As for revision letters, they can run the gamut; from some minor tweaks to a major rewrite of the entire book. I like to tell myself that if it can go wrong, it eventually will. The editor can tell you to revise the entire plot, characters, how and when subplots appear, pacing, voice, setting description. You name it, and it can appear in your edit letter. And it most likely will. Sure, you can tell your editor that you think s/he is an idiot and that you're not going to make the changes. But then, I like having a job and in truth, my editor is smarter than me so I bow to her wisdom. So far, there hasn't been anything that I haven't agreed with.

That's not to say that I immediately agreed with everything I've been told in my edit letters. There have been a couple that I've had to sit on for a couple days before I could think clearly. Remember, your book is still your baby and someone is picking it apart. Egos get bruised. Confidence is shattered. Doubts creep in. It's all natural.

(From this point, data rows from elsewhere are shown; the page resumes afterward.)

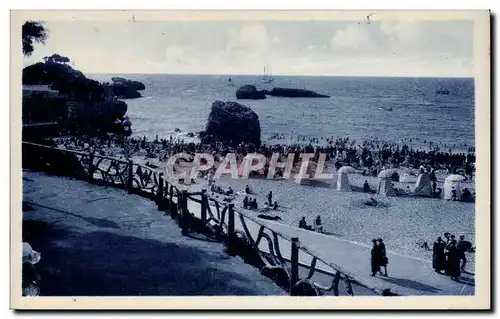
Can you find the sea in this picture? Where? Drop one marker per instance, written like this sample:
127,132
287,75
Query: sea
175,105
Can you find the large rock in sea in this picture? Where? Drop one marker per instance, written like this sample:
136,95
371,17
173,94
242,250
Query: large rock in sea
232,123
250,92
123,91
136,85
286,92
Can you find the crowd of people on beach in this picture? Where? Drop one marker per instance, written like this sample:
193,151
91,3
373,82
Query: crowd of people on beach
448,255
379,258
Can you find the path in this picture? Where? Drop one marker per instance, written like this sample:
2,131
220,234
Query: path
98,241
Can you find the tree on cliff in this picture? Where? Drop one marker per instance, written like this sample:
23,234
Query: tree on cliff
33,32
56,58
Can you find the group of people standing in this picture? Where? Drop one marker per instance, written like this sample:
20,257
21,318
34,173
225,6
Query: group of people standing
449,255
318,224
379,257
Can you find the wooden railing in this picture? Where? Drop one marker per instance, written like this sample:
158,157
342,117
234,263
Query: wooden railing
276,255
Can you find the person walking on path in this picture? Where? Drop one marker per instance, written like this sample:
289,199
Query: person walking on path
375,258
453,262
318,226
438,255
463,246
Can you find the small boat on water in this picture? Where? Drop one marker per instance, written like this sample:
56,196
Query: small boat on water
442,91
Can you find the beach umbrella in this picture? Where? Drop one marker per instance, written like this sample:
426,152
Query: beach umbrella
455,178
386,173
346,169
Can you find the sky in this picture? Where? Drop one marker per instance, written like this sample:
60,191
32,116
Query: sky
337,48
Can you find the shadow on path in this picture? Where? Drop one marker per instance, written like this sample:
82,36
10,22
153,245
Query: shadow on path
408,283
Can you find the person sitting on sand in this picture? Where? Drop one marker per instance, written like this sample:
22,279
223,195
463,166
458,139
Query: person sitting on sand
453,194
383,256
375,259
366,187
453,260
318,226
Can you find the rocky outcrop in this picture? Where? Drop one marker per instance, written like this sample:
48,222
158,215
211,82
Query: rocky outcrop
136,85
48,73
286,92
123,91
250,92
232,123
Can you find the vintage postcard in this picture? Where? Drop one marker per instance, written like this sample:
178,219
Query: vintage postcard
250,159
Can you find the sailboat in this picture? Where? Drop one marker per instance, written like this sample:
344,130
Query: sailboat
267,77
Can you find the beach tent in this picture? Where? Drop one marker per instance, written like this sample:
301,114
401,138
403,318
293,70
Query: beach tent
452,181
311,170
423,187
385,183
343,179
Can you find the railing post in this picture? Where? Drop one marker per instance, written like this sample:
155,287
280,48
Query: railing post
91,167
185,214
294,260
160,191
230,230
204,203
130,176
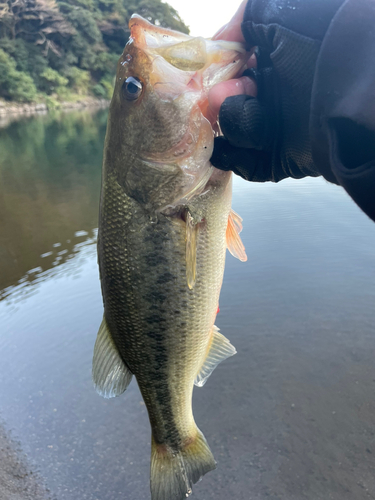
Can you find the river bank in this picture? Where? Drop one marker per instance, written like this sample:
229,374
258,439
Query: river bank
17,479
12,111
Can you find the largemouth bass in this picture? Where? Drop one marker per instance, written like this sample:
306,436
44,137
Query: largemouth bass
165,224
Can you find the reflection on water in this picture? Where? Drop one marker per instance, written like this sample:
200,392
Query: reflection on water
49,186
290,417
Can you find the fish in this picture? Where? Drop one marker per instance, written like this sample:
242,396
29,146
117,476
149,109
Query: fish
165,223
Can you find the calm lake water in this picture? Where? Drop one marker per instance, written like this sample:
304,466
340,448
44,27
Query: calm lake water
290,417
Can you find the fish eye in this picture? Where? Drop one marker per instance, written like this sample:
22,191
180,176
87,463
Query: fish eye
131,88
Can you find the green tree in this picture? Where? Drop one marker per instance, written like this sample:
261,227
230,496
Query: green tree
63,47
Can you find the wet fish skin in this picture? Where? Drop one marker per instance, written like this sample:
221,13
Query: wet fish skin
163,233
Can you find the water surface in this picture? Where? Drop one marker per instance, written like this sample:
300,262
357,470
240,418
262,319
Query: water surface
290,417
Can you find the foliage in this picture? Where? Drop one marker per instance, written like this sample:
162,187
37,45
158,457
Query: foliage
15,85
59,48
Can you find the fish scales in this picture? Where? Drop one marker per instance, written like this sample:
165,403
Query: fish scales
165,222
161,331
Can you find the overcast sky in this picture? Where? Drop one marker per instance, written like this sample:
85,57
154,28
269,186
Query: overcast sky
205,17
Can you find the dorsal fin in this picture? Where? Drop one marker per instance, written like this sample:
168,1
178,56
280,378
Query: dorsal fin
219,350
234,243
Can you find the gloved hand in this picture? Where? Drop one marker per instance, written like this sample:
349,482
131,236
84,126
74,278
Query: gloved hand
267,138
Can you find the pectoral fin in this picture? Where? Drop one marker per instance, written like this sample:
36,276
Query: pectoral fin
191,249
219,350
234,243
110,374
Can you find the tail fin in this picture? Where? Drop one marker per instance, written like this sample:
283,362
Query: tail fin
174,473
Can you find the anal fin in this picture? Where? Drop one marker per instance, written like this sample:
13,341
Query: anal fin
110,374
219,350
234,243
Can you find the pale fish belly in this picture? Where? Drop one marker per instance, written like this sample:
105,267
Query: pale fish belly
162,328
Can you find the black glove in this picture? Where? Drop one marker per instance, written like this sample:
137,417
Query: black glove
267,138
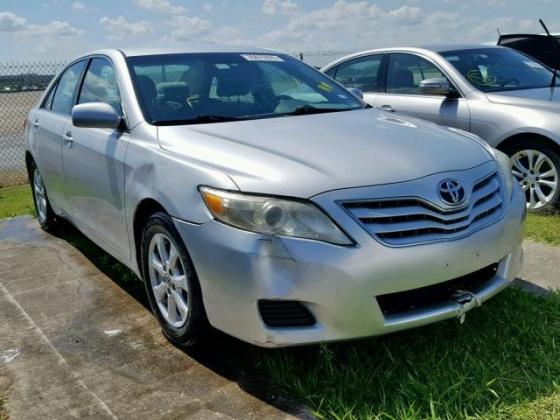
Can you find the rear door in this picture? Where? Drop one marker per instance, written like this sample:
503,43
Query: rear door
364,73
93,160
403,95
46,125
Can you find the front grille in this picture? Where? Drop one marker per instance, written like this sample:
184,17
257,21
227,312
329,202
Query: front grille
408,221
424,297
285,313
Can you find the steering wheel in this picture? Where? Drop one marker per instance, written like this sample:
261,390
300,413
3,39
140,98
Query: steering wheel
512,80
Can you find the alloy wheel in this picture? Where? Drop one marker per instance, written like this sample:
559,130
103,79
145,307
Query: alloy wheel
168,280
537,175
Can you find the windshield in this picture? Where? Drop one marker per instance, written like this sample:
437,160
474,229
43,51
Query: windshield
499,69
215,87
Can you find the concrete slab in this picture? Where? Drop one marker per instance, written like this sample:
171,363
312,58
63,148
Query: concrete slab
542,265
75,344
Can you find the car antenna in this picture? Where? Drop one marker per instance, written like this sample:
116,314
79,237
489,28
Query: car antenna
557,53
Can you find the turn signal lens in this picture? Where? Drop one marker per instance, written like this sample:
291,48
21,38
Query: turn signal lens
273,216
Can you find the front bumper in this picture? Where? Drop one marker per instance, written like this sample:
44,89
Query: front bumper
339,284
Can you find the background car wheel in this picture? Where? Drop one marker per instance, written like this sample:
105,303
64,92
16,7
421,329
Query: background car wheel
537,167
171,283
43,210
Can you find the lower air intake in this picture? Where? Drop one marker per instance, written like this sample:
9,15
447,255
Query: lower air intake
285,313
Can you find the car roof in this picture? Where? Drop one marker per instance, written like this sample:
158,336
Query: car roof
186,49
439,48
436,48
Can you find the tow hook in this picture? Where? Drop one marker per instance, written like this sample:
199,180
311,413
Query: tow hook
466,301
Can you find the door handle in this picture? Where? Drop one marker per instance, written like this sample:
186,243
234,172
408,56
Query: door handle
387,108
68,140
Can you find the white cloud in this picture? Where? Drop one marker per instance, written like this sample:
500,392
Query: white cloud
78,6
407,14
119,27
163,7
187,28
272,7
10,22
54,29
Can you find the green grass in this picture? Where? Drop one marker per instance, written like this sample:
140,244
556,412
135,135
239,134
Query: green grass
15,201
545,228
503,363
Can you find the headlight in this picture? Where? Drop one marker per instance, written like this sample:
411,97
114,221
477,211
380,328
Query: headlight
504,163
272,216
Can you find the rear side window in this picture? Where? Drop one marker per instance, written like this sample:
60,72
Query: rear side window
363,73
47,103
406,71
66,90
100,85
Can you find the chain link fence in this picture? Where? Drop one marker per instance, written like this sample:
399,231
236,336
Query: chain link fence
21,87
321,58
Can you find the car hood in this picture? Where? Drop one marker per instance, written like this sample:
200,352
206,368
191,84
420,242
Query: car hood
302,156
544,98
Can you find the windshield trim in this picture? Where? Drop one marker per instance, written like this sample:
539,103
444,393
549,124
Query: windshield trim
361,104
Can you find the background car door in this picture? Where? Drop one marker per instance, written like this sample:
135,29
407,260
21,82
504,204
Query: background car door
46,125
403,95
93,160
364,73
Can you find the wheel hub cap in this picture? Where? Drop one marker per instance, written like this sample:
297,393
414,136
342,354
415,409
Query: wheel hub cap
538,177
168,280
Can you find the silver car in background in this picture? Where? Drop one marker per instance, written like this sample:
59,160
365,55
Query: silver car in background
499,94
252,193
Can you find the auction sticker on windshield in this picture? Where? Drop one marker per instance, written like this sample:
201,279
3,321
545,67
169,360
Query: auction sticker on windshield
261,57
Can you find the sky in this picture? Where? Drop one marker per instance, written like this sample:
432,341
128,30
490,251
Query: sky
62,29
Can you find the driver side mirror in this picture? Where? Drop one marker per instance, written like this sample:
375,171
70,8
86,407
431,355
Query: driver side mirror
436,86
95,115
356,92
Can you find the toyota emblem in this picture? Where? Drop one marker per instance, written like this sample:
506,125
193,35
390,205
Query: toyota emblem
451,192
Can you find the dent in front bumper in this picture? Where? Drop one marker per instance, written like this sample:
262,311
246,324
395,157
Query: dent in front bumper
339,284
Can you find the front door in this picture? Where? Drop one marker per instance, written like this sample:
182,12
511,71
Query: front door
403,95
364,73
93,160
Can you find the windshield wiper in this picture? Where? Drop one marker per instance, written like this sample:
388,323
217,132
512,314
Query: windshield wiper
201,119
556,53
309,109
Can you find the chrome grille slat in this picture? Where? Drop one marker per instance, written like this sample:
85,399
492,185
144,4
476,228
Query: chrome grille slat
410,220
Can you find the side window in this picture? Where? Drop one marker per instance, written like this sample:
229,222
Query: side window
47,103
363,73
406,71
65,92
100,85
332,72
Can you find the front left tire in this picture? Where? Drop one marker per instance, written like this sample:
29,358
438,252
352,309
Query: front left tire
171,282
43,209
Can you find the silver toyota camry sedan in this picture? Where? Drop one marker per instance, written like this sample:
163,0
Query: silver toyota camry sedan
253,194
501,95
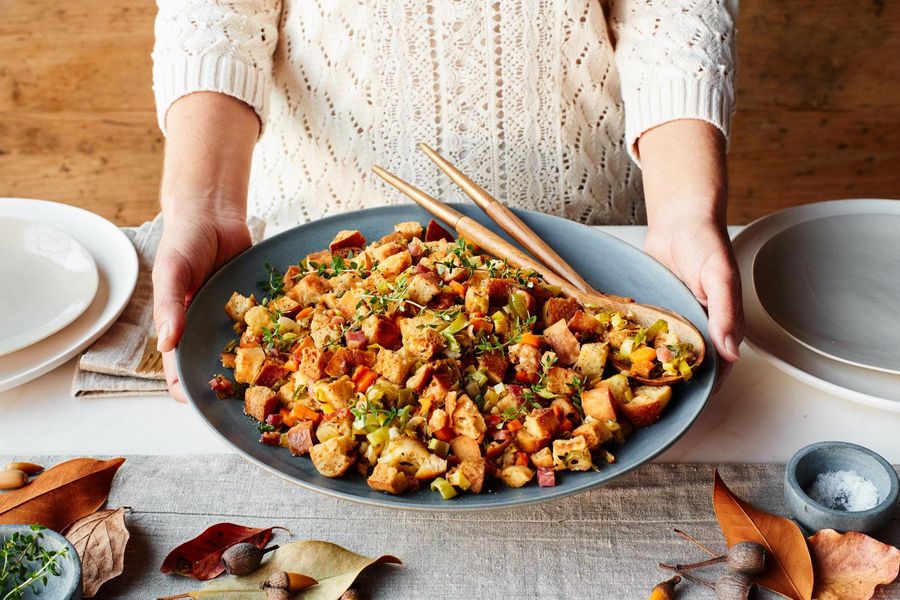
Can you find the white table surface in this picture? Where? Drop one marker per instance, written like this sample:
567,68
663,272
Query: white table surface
759,415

At the risk of ruffling some feathers, I think that one of the things that separates the professional writer from those who haven't made it yet, is being able to push aside those emotions and jump back into the book after it's been through the meat grinder. Because in the end, it's not about your feelings. It's all about the book.

5 comments:

My Blog 2.0 (Dottie) said...

Jocelynn

I know it's your baby, I cringe when someone asks me to do an edit, because I don't want to hurt their feelings. I do it anyway, because I know fresh eyes can see what's missing or doesn't quite fit or sound right. I don't like it when someone does it to me, but in the end, it feels good to have it right.

Hang in there, your readers will support your efforts.

Dottie :)

Jessica Kennedy said...

I'm glad to hear you explain it like that. I don't think I could ever write a book and have it picked apart! It would scare me! :(

Can't wait to read book 3! :) I'm so excited! Would love a ARC if they are available! I new I'd get anxious because I read the ARC of Dayhunter. Serves me right! :(

Have a good time editing and I hope you recoup nicely! :)

lynn said...

I totally agree with sitting on feedback from editors/beta readers for a couple of days before making decisions on whether you agree with them. Distance always helps keep ego from getting in the way of improving the book. Good luck with the edits!

Anton Strout said...

I am going through this as of last Friday. You'd think three books into a series I'd have my sh*t together more, but basically I need to weave in more subplot and rewrite the last third of the book.

Feels daunting and certainly riddles me with self doubt, but I have to say it's good to hear its not just me!

Jocelynn said...

Thanks for all your support. And just because you've written a few books doesn't mean this job gets any easier. If anything, the next book should always be the most difficult thing you've ever written. You've always got to push yourself.